Perez also promised that the Obama administration’s Department of Labor will protect the rights of workers to join unions and collectively bargain, enforce the nation's wage and hour laws—including prevailing wage protections for construction workers—ensure safe workplaces and provide opportunities for workers to acquire the skills “to compete for today’s and tomorrow’s jobs.”
He said, “We can only have strong unions when we protect the right to collectively bargain” and the “direct relationship between the health of the middle class and the health of the labor movement is not speculation. It is historical fact.” But, he said:
We are not going to restore the American middle class if workers fear for jobs if they organize, if they face harassment and delays that make their legal rights a hollow promise. Workers' right to join together and form a union to improve their lives remains essential to a thriving middle class, and together we must defend that right….Strong unions reduce inequality and build the middle class.
To loud cheers, Perez said that right must extend “to the millions of people who work in the public sector, which has been an important stepping stone to the middle class for so many.”
The men and women who teach our kids, patrol our streets and put out our fires are too often getting a raw deal....When public employees are under the gun, it doesn't just hurt them and their families. It hurts all of us who depend on them every single day of the year.
He said one of the Labor Department’s top priorities will be “fair and aggressive enforcement of our wage and hour law,s” including “cracking down on Davis–Bacon violators, so that construction workers and contractors can receive the local prevailing wage instead of being undercut and undermined.” He said the Labor Department is now debarring egregious offenders who don't play by the rules.
Perez also said that he will use the department’s regulatory authority to ensure that workers, including but not limited to home health workers, receive full protection of the wage and hour laws.
Perez told the convention delegates that the Obama administration is combating the unfair, illegal practice of misclassifying employers as independent contractors.

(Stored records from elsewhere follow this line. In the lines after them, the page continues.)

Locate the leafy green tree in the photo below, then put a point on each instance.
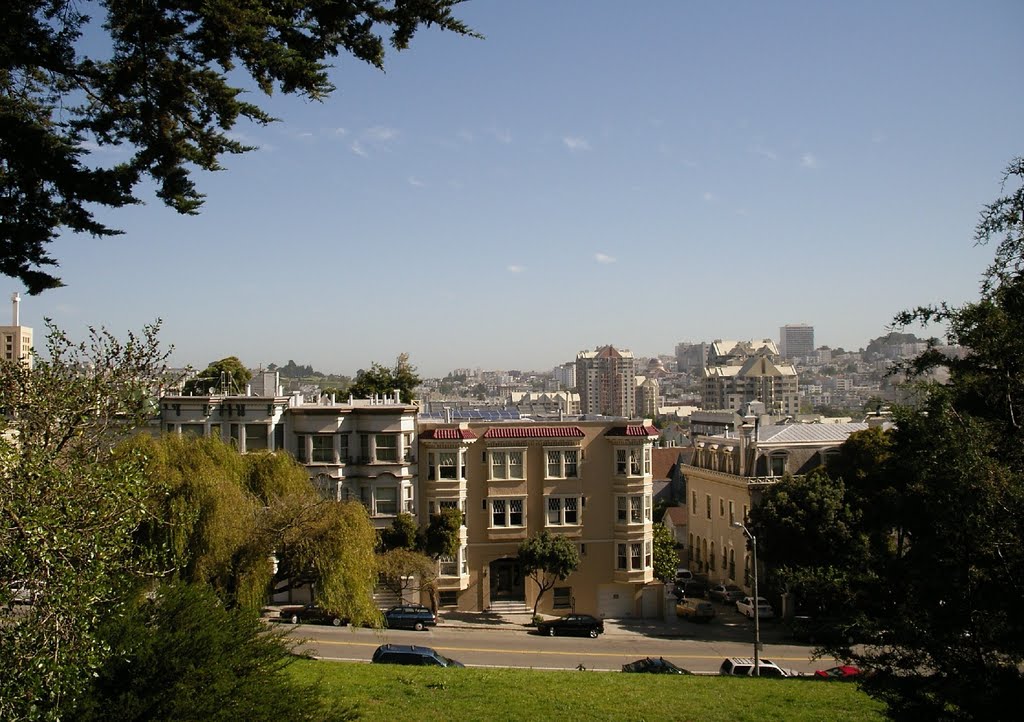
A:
(166, 84)
(666, 558)
(547, 559)
(401, 534)
(179, 654)
(220, 518)
(68, 507)
(380, 380)
(225, 376)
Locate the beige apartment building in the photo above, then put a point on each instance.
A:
(727, 475)
(588, 480)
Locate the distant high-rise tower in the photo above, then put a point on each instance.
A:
(796, 340)
(606, 381)
(15, 340)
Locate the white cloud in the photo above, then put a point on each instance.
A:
(574, 142)
(380, 134)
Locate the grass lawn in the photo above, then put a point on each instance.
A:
(393, 692)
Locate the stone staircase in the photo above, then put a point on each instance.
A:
(508, 606)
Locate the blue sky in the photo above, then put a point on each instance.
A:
(591, 172)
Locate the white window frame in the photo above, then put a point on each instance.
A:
(562, 512)
(507, 505)
(394, 450)
(559, 465)
(502, 458)
(377, 501)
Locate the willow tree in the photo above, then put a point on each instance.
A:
(68, 507)
(244, 522)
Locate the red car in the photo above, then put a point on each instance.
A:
(842, 672)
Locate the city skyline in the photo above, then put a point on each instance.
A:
(577, 179)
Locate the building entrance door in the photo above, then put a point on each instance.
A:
(506, 581)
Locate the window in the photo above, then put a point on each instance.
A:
(323, 449)
(563, 511)
(387, 501)
(507, 463)
(506, 512)
(387, 447)
(448, 565)
(563, 463)
(443, 465)
(633, 509)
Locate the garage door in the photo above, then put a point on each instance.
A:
(614, 600)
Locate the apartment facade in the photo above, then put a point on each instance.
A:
(363, 450)
(606, 382)
(15, 340)
(726, 477)
(796, 340)
(587, 480)
(742, 372)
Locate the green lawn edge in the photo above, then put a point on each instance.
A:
(390, 692)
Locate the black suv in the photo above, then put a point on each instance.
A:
(412, 654)
(410, 617)
(572, 624)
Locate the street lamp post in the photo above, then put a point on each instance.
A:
(757, 611)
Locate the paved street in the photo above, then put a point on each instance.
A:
(483, 640)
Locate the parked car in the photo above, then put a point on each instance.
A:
(745, 606)
(410, 617)
(695, 610)
(311, 613)
(651, 666)
(843, 672)
(412, 654)
(743, 667)
(572, 624)
(693, 588)
(726, 593)
(824, 630)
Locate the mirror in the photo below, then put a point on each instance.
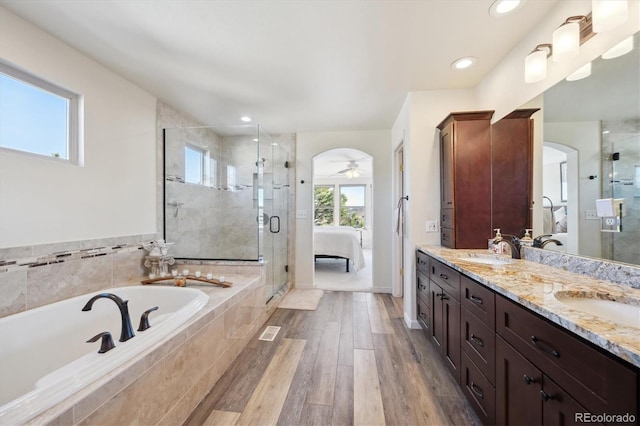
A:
(592, 151)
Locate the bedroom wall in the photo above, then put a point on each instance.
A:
(376, 143)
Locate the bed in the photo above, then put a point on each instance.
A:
(338, 242)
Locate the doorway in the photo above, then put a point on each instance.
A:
(342, 220)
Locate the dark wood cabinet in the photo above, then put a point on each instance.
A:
(465, 179)
(514, 366)
(486, 176)
(512, 172)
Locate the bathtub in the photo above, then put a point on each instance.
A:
(44, 357)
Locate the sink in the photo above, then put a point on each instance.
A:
(621, 310)
(487, 260)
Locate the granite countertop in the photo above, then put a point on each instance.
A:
(534, 286)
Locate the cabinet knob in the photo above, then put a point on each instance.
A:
(545, 396)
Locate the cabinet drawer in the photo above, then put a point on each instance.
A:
(479, 300)
(479, 392)
(448, 237)
(422, 262)
(596, 380)
(424, 315)
(479, 344)
(422, 286)
(446, 277)
(447, 218)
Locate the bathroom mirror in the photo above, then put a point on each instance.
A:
(593, 124)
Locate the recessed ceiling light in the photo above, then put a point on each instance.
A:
(502, 7)
(462, 63)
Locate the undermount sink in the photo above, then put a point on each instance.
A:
(623, 311)
(487, 260)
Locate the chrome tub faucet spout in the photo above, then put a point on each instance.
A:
(127, 330)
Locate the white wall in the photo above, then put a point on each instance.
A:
(46, 201)
(585, 137)
(376, 143)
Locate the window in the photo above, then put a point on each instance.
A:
(352, 205)
(38, 117)
(323, 202)
(194, 165)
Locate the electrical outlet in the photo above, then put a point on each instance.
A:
(591, 215)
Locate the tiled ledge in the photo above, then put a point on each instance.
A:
(600, 269)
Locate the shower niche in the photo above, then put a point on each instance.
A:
(226, 192)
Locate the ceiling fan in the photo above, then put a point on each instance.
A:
(352, 170)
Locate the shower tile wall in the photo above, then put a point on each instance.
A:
(620, 181)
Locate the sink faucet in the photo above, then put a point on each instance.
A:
(127, 330)
(514, 243)
(540, 243)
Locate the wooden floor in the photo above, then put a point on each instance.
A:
(351, 361)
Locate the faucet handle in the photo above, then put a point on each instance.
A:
(144, 319)
(106, 344)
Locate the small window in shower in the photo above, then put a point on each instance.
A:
(194, 165)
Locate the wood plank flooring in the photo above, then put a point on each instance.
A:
(350, 362)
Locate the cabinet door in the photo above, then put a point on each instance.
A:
(446, 167)
(436, 308)
(451, 333)
(518, 385)
(558, 408)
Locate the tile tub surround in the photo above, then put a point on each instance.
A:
(164, 384)
(33, 276)
(533, 285)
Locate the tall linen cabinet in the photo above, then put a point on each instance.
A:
(485, 176)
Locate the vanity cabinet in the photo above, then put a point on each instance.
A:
(486, 175)
(422, 291)
(444, 305)
(582, 375)
(513, 365)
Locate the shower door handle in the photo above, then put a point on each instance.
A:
(271, 224)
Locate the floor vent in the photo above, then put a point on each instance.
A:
(269, 333)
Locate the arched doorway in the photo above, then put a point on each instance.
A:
(342, 220)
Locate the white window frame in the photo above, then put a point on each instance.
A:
(74, 114)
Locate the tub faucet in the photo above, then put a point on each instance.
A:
(513, 242)
(540, 243)
(127, 329)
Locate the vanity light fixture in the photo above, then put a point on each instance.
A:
(566, 39)
(582, 72)
(535, 64)
(608, 14)
(501, 8)
(622, 48)
(462, 63)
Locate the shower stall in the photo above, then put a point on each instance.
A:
(621, 167)
(226, 192)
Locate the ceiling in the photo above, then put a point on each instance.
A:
(290, 65)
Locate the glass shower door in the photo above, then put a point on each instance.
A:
(275, 204)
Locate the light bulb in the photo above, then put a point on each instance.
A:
(566, 41)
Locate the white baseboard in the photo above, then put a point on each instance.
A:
(413, 324)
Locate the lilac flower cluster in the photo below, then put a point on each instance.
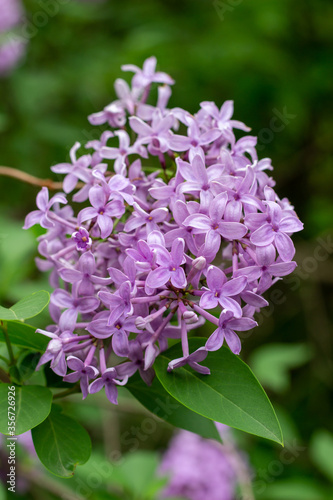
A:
(201, 469)
(11, 48)
(158, 250)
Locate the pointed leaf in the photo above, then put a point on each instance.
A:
(157, 400)
(25, 336)
(31, 305)
(61, 443)
(32, 404)
(231, 394)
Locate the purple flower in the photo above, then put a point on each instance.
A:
(202, 469)
(214, 226)
(120, 154)
(109, 381)
(82, 239)
(225, 331)
(192, 360)
(265, 266)
(84, 275)
(132, 266)
(156, 135)
(77, 170)
(142, 218)
(73, 305)
(220, 291)
(168, 266)
(119, 302)
(277, 230)
(102, 210)
(147, 75)
(82, 372)
(42, 216)
(222, 118)
(11, 13)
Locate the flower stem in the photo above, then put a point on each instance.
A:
(67, 392)
(30, 179)
(8, 343)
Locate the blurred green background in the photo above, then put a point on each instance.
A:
(274, 59)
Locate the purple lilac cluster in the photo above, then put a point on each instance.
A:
(11, 47)
(201, 469)
(157, 251)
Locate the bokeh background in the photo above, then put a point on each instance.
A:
(274, 59)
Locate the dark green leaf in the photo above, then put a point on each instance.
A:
(25, 336)
(7, 314)
(27, 363)
(32, 305)
(231, 394)
(32, 406)
(157, 400)
(272, 363)
(61, 444)
(53, 380)
(321, 450)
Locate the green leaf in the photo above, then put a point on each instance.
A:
(32, 406)
(272, 363)
(321, 451)
(7, 314)
(61, 444)
(157, 400)
(26, 308)
(27, 363)
(25, 336)
(32, 305)
(231, 394)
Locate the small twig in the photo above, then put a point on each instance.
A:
(67, 392)
(30, 179)
(8, 343)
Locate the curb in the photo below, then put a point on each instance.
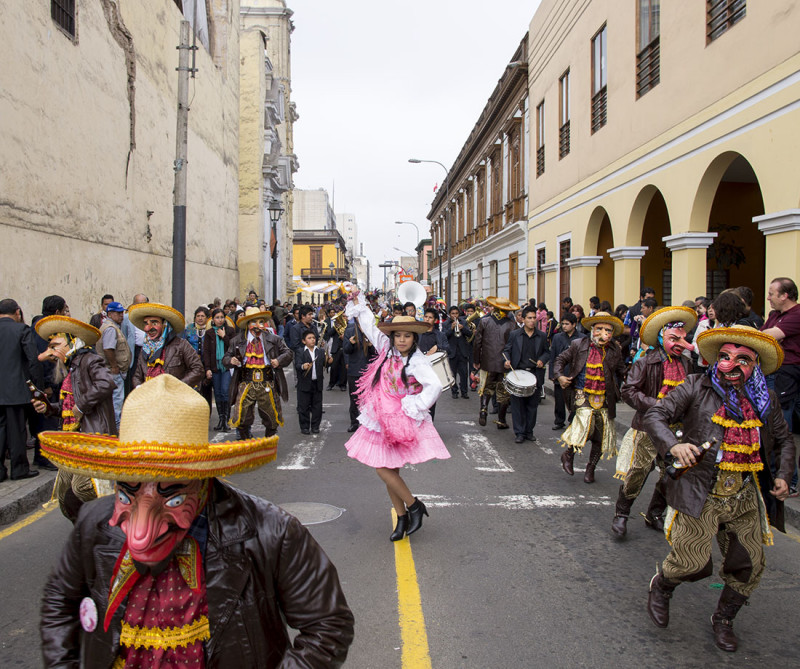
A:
(20, 497)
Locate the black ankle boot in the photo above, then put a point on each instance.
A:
(416, 511)
(400, 528)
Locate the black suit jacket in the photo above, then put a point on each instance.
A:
(304, 380)
(18, 362)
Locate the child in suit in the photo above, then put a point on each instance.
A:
(308, 365)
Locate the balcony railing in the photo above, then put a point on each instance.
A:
(337, 274)
(599, 109)
(648, 67)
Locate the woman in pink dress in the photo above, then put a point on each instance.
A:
(395, 393)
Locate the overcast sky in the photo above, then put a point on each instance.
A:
(377, 82)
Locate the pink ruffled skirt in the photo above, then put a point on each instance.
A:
(372, 449)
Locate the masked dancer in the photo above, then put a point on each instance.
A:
(739, 422)
(177, 568)
(395, 393)
(592, 391)
(85, 404)
(659, 371)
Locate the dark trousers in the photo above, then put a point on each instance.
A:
(337, 371)
(13, 438)
(309, 408)
(460, 367)
(351, 386)
(561, 405)
(523, 413)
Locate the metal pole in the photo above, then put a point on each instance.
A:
(179, 196)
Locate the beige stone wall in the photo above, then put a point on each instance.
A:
(76, 193)
(735, 97)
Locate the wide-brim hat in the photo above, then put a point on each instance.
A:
(770, 353)
(163, 435)
(405, 324)
(604, 317)
(502, 303)
(49, 325)
(653, 324)
(138, 312)
(251, 313)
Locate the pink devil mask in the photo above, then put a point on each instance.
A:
(602, 333)
(675, 340)
(156, 516)
(735, 364)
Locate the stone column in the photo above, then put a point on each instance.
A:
(688, 263)
(627, 271)
(582, 278)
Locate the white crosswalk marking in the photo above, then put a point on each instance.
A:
(479, 450)
(519, 502)
(304, 453)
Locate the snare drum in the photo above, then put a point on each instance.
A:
(441, 365)
(520, 383)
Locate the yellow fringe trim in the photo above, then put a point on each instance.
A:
(133, 636)
(727, 422)
(747, 450)
(741, 466)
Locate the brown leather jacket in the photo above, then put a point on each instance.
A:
(180, 360)
(576, 356)
(274, 347)
(490, 339)
(261, 566)
(93, 389)
(645, 378)
(694, 402)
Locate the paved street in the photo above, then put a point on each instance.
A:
(516, 566)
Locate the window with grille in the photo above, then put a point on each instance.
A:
(540, 139)
(722, 15)
(599, 80)
(63, 13)
(563, 115)
(648, 56)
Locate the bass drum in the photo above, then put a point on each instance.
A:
(520, 383)
(441, 365)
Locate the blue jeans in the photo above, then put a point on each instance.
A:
(221, 382)
(118, 397)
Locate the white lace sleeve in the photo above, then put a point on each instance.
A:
(366, 319)
(417, 406)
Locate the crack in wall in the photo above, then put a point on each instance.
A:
(123, 37)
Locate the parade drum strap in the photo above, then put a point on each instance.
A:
(520, 383)
(441, 365)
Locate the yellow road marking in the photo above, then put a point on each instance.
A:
(28, 521)
(414, 638)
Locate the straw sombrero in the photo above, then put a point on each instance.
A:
(250, 314)
(603, 317)
(155, 444)
(50, 325)
(502, 303)
(138, 312)
(653, 324)
(770, 353)
(404, 324)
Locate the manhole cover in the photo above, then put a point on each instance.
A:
(312, 513)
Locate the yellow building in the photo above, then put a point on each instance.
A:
(88, 102)
(666, 137)
(320, 258)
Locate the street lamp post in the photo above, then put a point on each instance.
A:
(275, 210)
(447, 224)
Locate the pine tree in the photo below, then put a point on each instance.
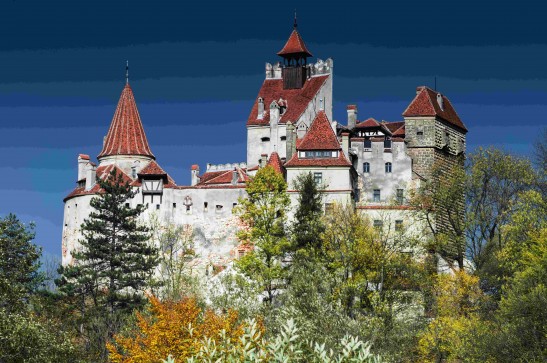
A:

Some people call the practice ‘misclassification.’ I call it what it is: workplace fraud. Workplace fraud has three victims: the worker of course; the employers who do the right thing but find themselves undermined by an un-level playing field; and the government, which gets cheated out of unpaid taxes.
In pledging to ensure workplaces are safe and to enforce and strengthen the nation’s workplace safety laws, Perez said, “No worker should have to choose between their job and their health.”
I firmly believe it is a false choice to suggest that we can have job creation or job safety, but not both. I have spoken to many responsible business owners who recognize that their workers are their most precious resource, and that cutting corners on safety is penny-wise, pound-foolish.
Perez likened the Department of Labor to the “quarterback of our workforce development system with a lot of teammates in the huddle,” to develop skills training and apprenticeship programs, “that create win-win opportunities for employers and workers alike.”
And by the way, for the best possible example of effective apprenticeship partnerships look no further than the Building Trades, leveraging $750 million a year in private-sector money to provide state-of-the-art training that helps so many people find good work.
He also reiterated the Obama administration’s support for increasing the federal minimum wage, saying, “It’s not just the right thing to do for working people, it’s the smart thing to do to grow our economy.”
Don't believe the naysayers who claim a higher minimum wage stifles job growth. In fact, when you put more money in the pockets of working families, they don't stash it in offshore bank accounts; they spend it at the corner store and the local business. A higher minimum wage equals purchasing power and consumer demand, which equals jobs and economic growth.
Perez said that last month’s jobs report signified 42 straight months of job growth, “encouraging news, but we must do better, and President Obama knows that….We need to pick up the pace of this recovery. And that's why the president is fighting so hard.”
He wants to invest in education, skills development and human capital, so our people have the tools to succeed in a 21st century economy. He wants to invest in infrastructure—because rebuilding our roads and bridges creates good construction jobs, makes our businesses more competitive and facilitates growth across the economy. He wants to give a shot in the arm to manufacturing and bring those jobs back to our shores, because we prosper in America when we make things in America.
He said that one of the most important components to achieving economic recovery is “faith in the power of innovative partnerships, the idea that different stakeholders working together can build a whole greater than the sum of its individual parts.”
That's the theme of this convention, right? We are stronger when everyone who cares about the rights of workers stands together….If there’s one thing I know about the AFL-CIO, it’s that you’re ready to work. You’ll be there, and I’ll be there with you.